A space is worth a thousand words: A new spectral analysis method to evaluate vector space similarity

Event: Seminar
Lecturer: Haim Dubossarsky from the University of Cambridge
Date: 20 October 2021
Duration: 2 hours
Venue: Gothenburg

Abstract: “Vector-based models represent the meaning of words as numeric vectors, based on the words’ co-occurrence usage statistics as reflected in natural texts. These representations are ubiquitous in everyday language technology applications, and are also the object of scientific inquiry in computational linguistic, social sciences, and other data-driven research domains. Despite significant differences in the architecture of different models (e.g., whether they are static or contextualized word embeddings), all models can be thought of as implementing the distributional hypothesis. Perhaps due to the original theoretical framing of this hypothesis (“You shall know a word by the company it keeps”), word vectors are typically analyzed as separate units, and their potential interactions are thus overlooked. This unnecessarily limits the potential that lies in these representations for both scientific research and language technology applications.

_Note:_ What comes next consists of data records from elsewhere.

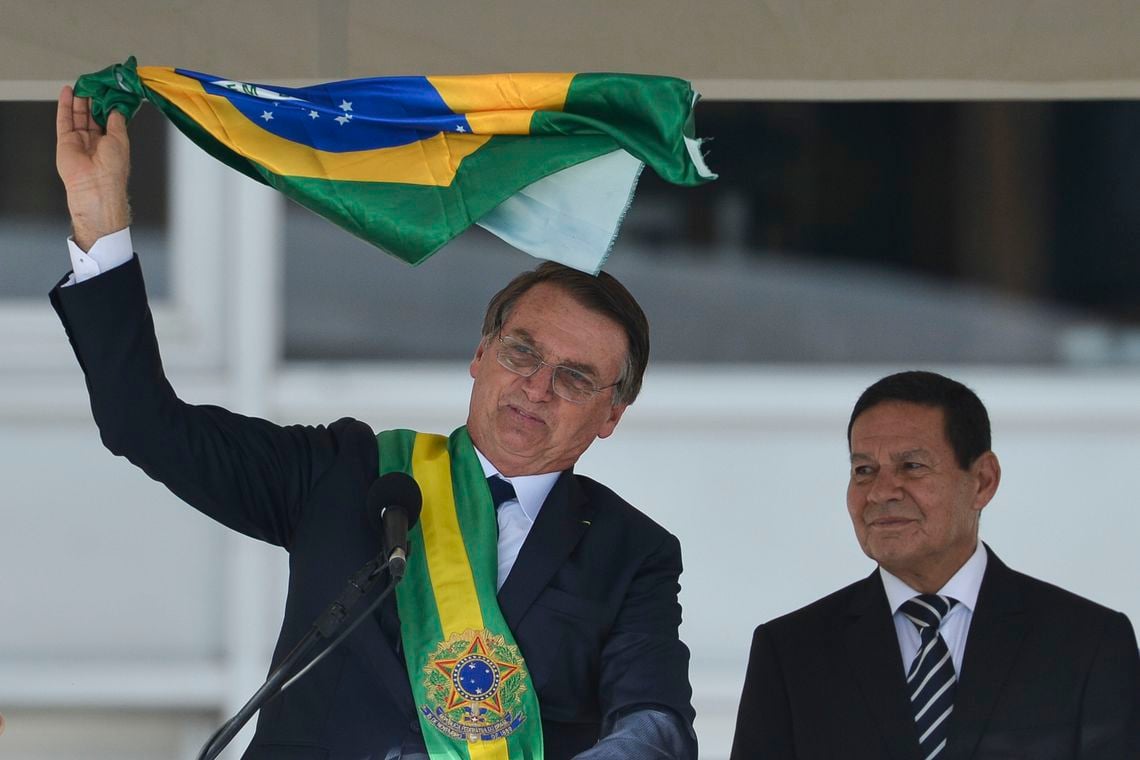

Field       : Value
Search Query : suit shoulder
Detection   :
[756,579,869,636]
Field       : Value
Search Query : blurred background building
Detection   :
[0,0,1140,760]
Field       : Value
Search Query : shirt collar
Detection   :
[879,541,987,614]
[475,449,562,522]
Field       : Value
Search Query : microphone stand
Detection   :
[197,554,402,760]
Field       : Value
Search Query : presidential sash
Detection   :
[376,427,543,760]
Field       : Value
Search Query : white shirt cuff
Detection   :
[64,227,135,287]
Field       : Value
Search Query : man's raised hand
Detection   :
[56,85,131,251]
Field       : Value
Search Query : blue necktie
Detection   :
[487,475,519,512]
[899,594,958,760]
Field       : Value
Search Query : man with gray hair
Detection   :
[51,88,697,760]
[732,371,1140,760]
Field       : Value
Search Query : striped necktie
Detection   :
[899,594,958,760]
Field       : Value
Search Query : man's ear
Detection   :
[970,451,1001,512]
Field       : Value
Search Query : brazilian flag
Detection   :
[75,57,716,272]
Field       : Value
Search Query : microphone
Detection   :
[367,472,423,582]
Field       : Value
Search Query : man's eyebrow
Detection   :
[890,448,930,461]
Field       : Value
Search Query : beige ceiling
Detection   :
[0,0,1140,99]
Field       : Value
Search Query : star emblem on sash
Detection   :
[432,632,521,714]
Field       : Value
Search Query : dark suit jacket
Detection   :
[51,259,693,760]
[732,547,1140,760]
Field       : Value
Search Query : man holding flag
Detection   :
[51,72,697,760]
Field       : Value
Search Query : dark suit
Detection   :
[51,259,693,760]
[732,547,1140,760]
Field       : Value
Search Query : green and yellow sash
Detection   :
[376,427,543,760]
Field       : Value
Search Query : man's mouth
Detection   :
[507,403,546,425]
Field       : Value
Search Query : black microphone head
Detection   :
[365,472,423,534]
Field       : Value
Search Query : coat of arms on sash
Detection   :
[420,629,528,743]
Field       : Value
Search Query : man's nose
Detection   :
[866,467,903,504]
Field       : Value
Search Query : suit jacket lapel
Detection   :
[946,546,1027,759]
[498,469,593,629]
[842,571,919,760]
[344,577,416,717]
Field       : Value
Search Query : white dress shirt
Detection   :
[475,449,561,589]
[67,228,559,589]
[879,541,987,678]
[64,227,135,287]
[64,228,697,760]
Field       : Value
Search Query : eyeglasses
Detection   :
[495,335,620,403]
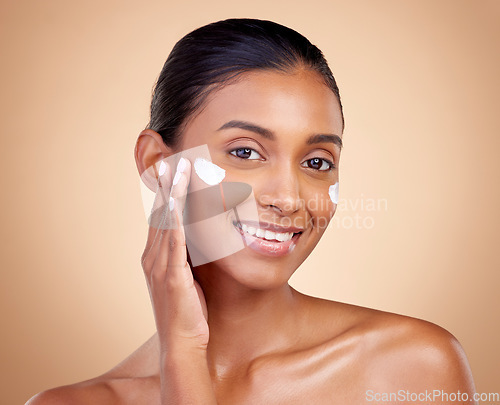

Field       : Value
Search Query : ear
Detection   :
[134,129,174,191]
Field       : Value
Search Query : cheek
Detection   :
[305,186,338,231]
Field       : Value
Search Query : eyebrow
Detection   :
[217,120,342,149]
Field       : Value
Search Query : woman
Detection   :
[28,19,474,404]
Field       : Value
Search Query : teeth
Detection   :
[237,224,293,242]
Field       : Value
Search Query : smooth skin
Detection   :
[28,68,475,405]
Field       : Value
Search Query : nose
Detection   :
[256,163,301,216]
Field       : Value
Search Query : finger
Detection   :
[154,158,191,272]
[141,160,172,266]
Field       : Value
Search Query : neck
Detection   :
[191,267,300,378]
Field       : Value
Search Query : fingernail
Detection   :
[172,172,182,186]
[158,160,167,176]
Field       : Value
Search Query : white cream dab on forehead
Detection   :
[328,181,339,204]
[194,158,226,186]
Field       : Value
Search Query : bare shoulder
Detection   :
[26,334,159,405]
[26,380,118,405]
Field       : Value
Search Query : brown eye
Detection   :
[230,148,260,160]
[305,158,334,172]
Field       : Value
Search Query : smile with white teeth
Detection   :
[240,224,294,242]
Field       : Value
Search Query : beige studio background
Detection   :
[0,0,500,404]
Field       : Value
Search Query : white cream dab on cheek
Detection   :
[194,158,226,186]
[328,181,339,204]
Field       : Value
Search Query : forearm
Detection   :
[161,340,217,405]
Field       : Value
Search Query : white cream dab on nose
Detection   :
[328,181,339,204]
[194,158,226,186]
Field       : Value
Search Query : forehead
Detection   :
[186,69,342,135]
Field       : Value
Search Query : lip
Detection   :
[233,221,304,257]
[235,220,305,233]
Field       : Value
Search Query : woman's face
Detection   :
[179,70,342,288]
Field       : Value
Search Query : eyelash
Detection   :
[229,148,335,172]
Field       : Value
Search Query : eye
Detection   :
[229,148,261,160]
[302,158,335,172]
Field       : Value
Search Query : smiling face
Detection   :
[177,69,342,288]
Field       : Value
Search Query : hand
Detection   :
[141,158,208,354]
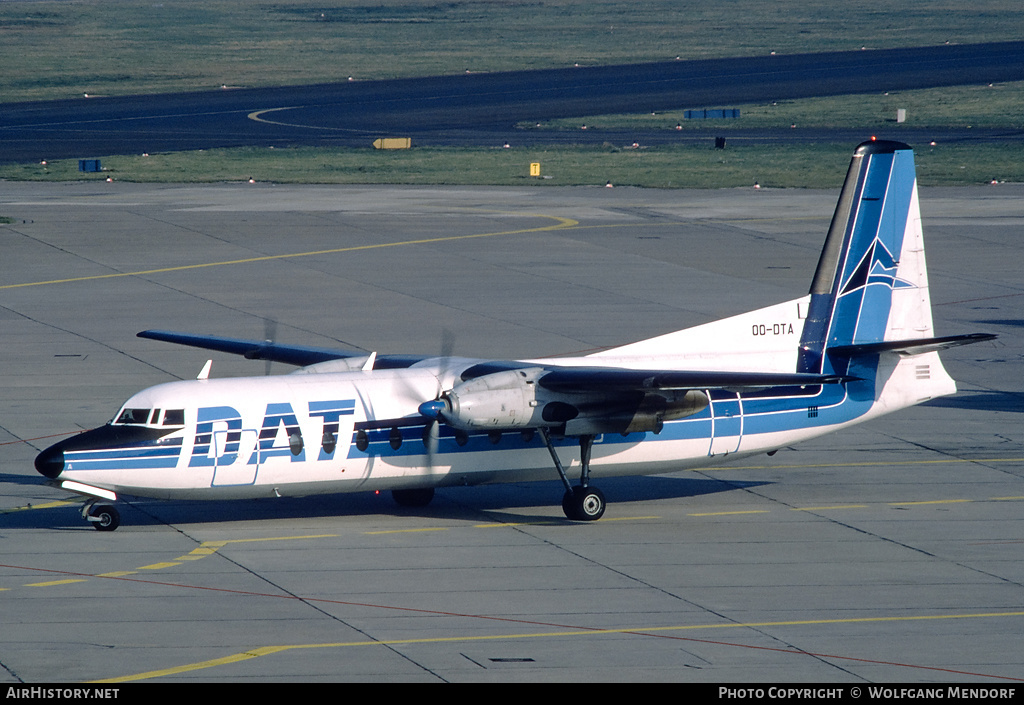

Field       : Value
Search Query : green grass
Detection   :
[8,143,1024,189]
[0,0,1024,101]
[0,0,1024,188]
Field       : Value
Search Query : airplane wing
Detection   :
[462,361,855,393]
[537,367,854,393]
[137,330,366,367]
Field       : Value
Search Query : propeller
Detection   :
[263,317,278,376]
[418,328,455,468]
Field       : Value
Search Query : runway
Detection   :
[6,42,1024,162]
[0,177,1024,687]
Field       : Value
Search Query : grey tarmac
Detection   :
[0,177,1024,687]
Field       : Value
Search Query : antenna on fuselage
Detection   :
[196,360,213,379]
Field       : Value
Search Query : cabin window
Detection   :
[115,409,150,424]
[164,409,185,426]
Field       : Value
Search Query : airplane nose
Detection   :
[36,445,63,480]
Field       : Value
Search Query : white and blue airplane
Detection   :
[35,141,994,531]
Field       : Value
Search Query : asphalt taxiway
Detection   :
[0,41,1024,162]
[0,179,1024,683]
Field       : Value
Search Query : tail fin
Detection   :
[798,141,933,373]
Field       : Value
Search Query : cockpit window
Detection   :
[164,409,185,426]
[114,409,150,424]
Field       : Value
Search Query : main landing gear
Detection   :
[82,499,121,531]
[539,428,605,522]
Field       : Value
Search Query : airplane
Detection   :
[29,140,995,531]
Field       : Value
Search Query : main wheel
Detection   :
[89,504,121,531]
[391,487,434,507]
[562,487,605,522]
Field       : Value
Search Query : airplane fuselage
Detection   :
[41,348,937,499]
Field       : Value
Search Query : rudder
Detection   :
[798,141,932,373]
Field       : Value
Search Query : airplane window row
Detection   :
[114,409,185,426]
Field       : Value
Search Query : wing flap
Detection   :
[537,367,853,393]
[137,330,366,367]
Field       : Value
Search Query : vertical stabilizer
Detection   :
[798,141,932,373]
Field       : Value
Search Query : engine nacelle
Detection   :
[438,368,546,430]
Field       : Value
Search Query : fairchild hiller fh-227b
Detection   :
[36,141,994,531]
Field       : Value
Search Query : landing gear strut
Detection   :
[539,428,606,522]
[82,500,121,531]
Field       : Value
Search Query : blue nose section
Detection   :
[36,444,63,480]
[36,423,173,480]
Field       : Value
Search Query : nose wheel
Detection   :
[562,485,605,522]
[82,502,121,531]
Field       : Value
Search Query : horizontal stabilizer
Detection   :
[828,333,997,358]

I will present a novel framework that analyzes the entire vector space of a language, rather than focusing on individual vectors. Indeed, when the entire semantic space spanned by these vector representations is analyzed using spectral analysis, new information and language related features emerge. I will present results from cross-lingual transfer learning tasks, which are particularly suitable for the testing of the current framework, since performance in these tasks is impacted by the similarity between the languages at hand (i.e. the assumption of isomorphism between vector spaces). I will present a large-scale study focused on the correlations between similarity scores that were developed and computed for vector spaces and task performance, covering thousands of language pairs and four different tasks: Automatic bilingual lexicon induction (BLI), syntactic parsing, Part-Of-Speech tagging and Machine Translation. I will further introduce several similarity-isomorphism measures between two vector spaces, based on the relevant statistics of their individual spectra. I will empirically show that: (a) similarity scores derived from such spectral isomorphism measures are strongly associated with performance observed in different cross-lingual tasks; (b) these spectral-based measures consistently outperform previous standard isomorphism measures which are computed at the word level, while being computationally more tractable and easier to interpret; (c) these novel similarity-isomorphism measures capture complementary information to linguistic distance measures, and the combination of measures from the two types of measures yields even better results. Overall, these findings make an inroad to a new type of analysis, and demonstrate that richer and unique information lies beyond simple word level analysis.”